How Rot Happens
Mold, mildew and moss infest our roofs and all exterior surfaces in this warm, moist climate. They are part of a “bionic community” of the “destructive type” whose mission is to compost anything they can. ROTban has understood and addressed all these issues proactively! By performing moss removal and prevention that lasts a long time, for example, we are actually rot proofing and extending roof life. By performing siding and wall cleaning that lasts, we are promoting healthier air to breathe, beauty for your home, and valuable protection for your building products.
Driftwood has a resilient, solid, smooth surface. Rarely is rot found there. Why? Preservation is achieved by salt water, the sterility of the sand and the sun on the beach. However, the same kinds of wood, when in shady, rainy areas, have a different fate. You can poke your finger into the rotting wood. As time progresses, you can pull off big chunks. One day, this material will be soil. This is a very important process in nature!

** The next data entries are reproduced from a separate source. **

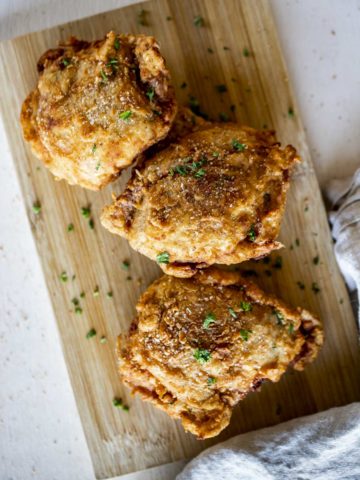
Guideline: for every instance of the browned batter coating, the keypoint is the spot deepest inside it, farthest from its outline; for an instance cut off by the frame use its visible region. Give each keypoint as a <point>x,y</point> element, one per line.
<point>214,196</point>
<point>97,106</point>
<point>199,345</point>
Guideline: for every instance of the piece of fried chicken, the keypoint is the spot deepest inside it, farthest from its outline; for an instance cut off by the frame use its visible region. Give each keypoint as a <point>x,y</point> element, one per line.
<point>199,345</point>
<point>214,196</point>
<point>97,106</point>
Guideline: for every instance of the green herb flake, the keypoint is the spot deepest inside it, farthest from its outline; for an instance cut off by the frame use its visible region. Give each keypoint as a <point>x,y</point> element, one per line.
<point>85,212</point>
<point>198,21</point>
<point>36,208</point>
<point>221,88</point>
<point>232,312</point>
<point>245,306</point>
<point>125,115</point>
<point>103,76</point>
<point>239,147</point>
<point>202,355</point>
<point>163,257</point>
<point>300,285</point>
<point>279,316</point>
<point>245,334</point>
<point>64,277</point>
<point>209,319</point>
<point>125,265</point>
<point>315,288</point>
<point>150,94</point>
<point>91,333</point>
<point>251,235</point>
<point>278,263</point>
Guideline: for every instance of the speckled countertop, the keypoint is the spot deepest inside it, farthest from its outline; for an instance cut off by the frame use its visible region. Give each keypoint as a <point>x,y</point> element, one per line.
<point>40,432</point>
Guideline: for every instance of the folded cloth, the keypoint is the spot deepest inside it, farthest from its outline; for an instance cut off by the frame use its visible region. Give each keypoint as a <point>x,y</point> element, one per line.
<point>324,446</point>
<point>344,197</point>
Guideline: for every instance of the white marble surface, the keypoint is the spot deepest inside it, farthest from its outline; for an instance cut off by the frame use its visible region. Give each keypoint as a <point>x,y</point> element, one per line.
<point>40,432</point>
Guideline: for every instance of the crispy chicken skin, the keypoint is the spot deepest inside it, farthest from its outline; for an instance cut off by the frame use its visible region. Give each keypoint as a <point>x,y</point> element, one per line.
<point>199,345</point>
<point>77,120</point>
<point>214,196</point>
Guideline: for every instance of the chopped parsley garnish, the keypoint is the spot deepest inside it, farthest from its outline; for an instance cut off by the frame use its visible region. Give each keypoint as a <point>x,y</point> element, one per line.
<point>125,265</point>
<point>315,288</point>
<point>279,317</point>
<point>278,262</point>
<point>251,235</point>
<point>163,257</point>
<point>300,285</point>
<point>209,319</point>
<point>221,88</point>
<point>245,334</point>
<point>103,75</point>
<point>85,212</point>
<point>125,115</point>
<point>316,260</point>
<point>64,277</point>
<point>202,355</point>
<point>198,21</point>
<point>142,17</point>
<point>237,145</point>
<point>118,403</point>
<point>66,62</point>
<point>91,333</point>
<point>36,208</point>
<point>232,312</point>
<point>245,306</point>
<point>150,94</point>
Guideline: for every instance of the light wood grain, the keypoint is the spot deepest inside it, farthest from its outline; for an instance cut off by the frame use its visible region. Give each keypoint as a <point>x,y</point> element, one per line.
<point>258,86</point>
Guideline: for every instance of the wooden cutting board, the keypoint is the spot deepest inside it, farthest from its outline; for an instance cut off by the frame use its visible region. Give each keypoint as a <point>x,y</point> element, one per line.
<point>236,46</point>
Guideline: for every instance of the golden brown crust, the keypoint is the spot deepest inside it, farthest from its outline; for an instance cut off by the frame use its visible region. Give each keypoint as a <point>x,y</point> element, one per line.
<point>72,119</point>
<point>214,196</point>
<point>199,345</point>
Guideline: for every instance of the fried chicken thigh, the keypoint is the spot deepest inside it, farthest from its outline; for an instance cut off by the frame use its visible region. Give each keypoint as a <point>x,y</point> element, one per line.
<point>216,195</point>
<point>97,106</point>
<point>199,345</point>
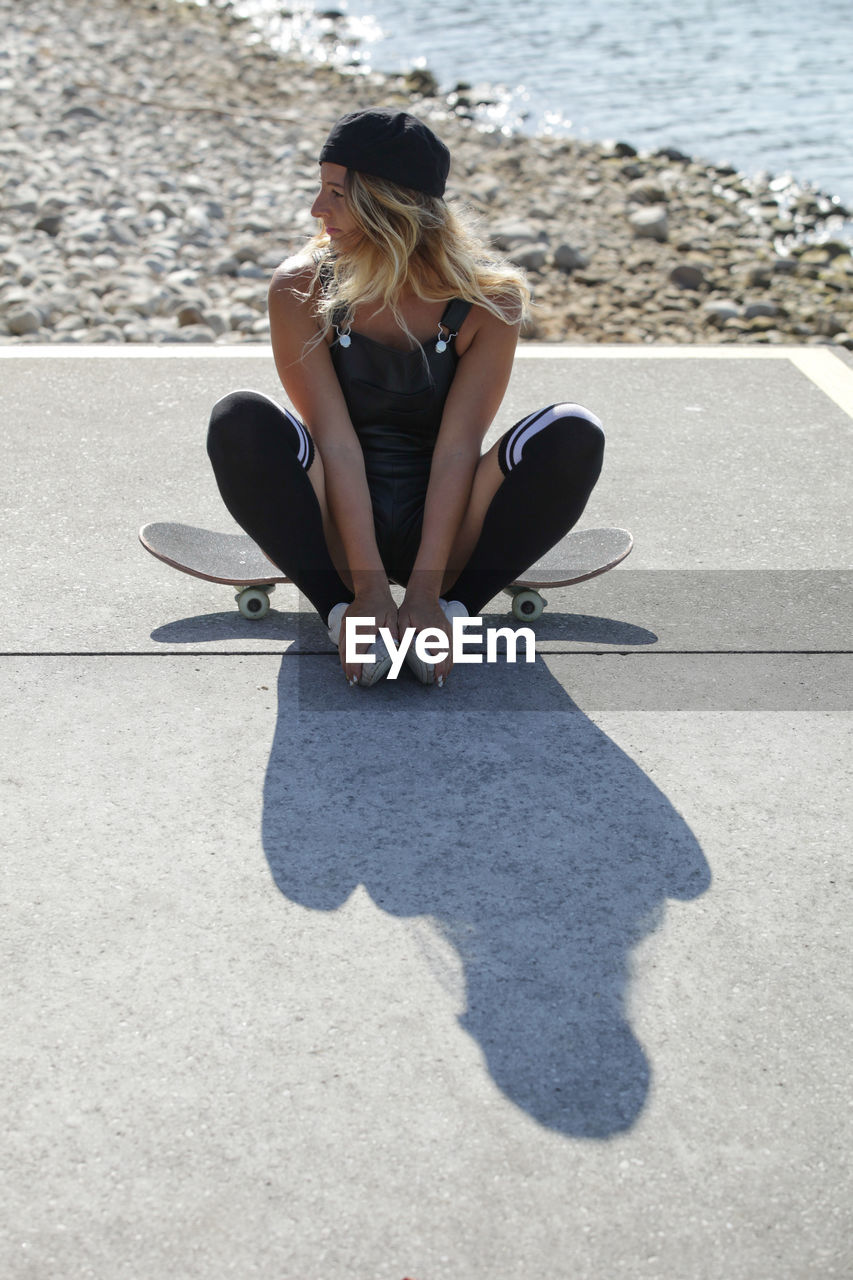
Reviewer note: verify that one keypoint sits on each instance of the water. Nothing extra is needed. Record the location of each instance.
(763, 85)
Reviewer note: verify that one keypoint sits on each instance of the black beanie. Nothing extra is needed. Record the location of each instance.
(389, 145)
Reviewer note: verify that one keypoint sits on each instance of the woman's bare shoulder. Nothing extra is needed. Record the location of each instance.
(484, 327)
(293, 280)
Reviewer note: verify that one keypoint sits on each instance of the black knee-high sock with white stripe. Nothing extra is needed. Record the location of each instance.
(551, 462)
(260, 455)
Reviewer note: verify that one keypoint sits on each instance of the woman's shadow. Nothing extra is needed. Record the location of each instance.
(536, 846)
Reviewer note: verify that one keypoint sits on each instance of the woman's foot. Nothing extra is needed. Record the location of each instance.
(425, 671)
(372, 672)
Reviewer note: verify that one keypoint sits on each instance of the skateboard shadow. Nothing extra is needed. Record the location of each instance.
(503, 818)
(306, 632)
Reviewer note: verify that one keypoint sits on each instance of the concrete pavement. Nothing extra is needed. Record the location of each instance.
(544, 974)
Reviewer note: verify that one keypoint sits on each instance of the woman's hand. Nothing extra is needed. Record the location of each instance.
(378, 606)
(422, 612)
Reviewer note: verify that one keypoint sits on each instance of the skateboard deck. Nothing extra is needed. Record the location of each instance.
(236, 561)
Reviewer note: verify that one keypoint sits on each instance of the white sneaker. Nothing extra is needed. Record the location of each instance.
(372, 672)
(425, 671)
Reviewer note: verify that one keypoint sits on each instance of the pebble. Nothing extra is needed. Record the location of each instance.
(146, 196)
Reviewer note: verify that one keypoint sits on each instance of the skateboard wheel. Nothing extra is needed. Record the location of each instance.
(527, 606)
(252, 603)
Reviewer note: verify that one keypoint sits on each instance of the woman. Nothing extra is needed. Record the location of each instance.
(393, 336)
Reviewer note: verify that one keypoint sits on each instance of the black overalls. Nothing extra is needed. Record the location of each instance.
(396, 400)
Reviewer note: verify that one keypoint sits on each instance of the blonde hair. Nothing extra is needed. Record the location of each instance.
(413, 241)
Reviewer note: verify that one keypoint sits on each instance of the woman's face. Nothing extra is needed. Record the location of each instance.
(331, 205)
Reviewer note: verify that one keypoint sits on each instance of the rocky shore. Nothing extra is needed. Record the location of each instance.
(156, 163)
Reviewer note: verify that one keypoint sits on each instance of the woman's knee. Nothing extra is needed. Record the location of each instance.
(560, 435)
(249, 423)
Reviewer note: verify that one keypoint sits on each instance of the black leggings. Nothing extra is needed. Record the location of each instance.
(261, 453)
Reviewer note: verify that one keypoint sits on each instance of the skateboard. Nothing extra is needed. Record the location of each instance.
(236, 561)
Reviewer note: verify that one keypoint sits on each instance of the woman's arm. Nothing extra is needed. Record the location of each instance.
(313, 387)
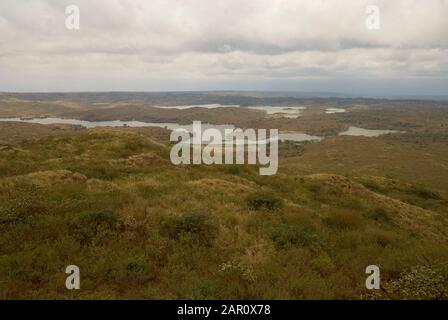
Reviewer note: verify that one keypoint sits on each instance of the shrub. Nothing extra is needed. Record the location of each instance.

Dr. Mark Eberhart, BS MS Ph.D has explained rot well; identifying the active growths involved in rot and natural organic breakdown a “BIOTIC COMMUNITY OF THE DESTRUCTIVE TYPE”. To paraphrase his teaching, a moist, warm, shady environment and organic material host will quickly attract mold, mildew and algae. Like most simple plant microbes, they excrete acids into the host and then draw the acid back into themselves. The acid brings with it some dissolved nutrients from the host’s cells and any impurities on it – their food. The host loses something in this process. And by-products of their feeding provide a rich environment for bigger and more aggressive microbe growths. The more aggressive growths use the same feeding methods. Fungus is the most damaging, and don’t necessarily have big showy fruit. They work along with moss to speed up the breakdown of lignin and resin. When the host softens up, bugs and worms join the feeding frenzy, which may be followed up by amphibians and mammals which burrow.
This wonderful process makes rich soil out of dead matter. Mark I Eberhart, BS MS Ph.D is Professor of chemistry and geochemistry, Colorado School of Mines, Author of Why Things Break and Contributor to the History Channel series “Life After People”.
As important as decomposition is in nature, it’s also important to prevent this process from destroying our homes and capital assets. This can be achieved by preventing the microbes from starting to feed on building materials.
Keeping building materials clean is the first step. Mild algaecides can stop the growths. However, the cleanliness and algaecide must have lasting qualities, so that efforts and costs are kept within reason.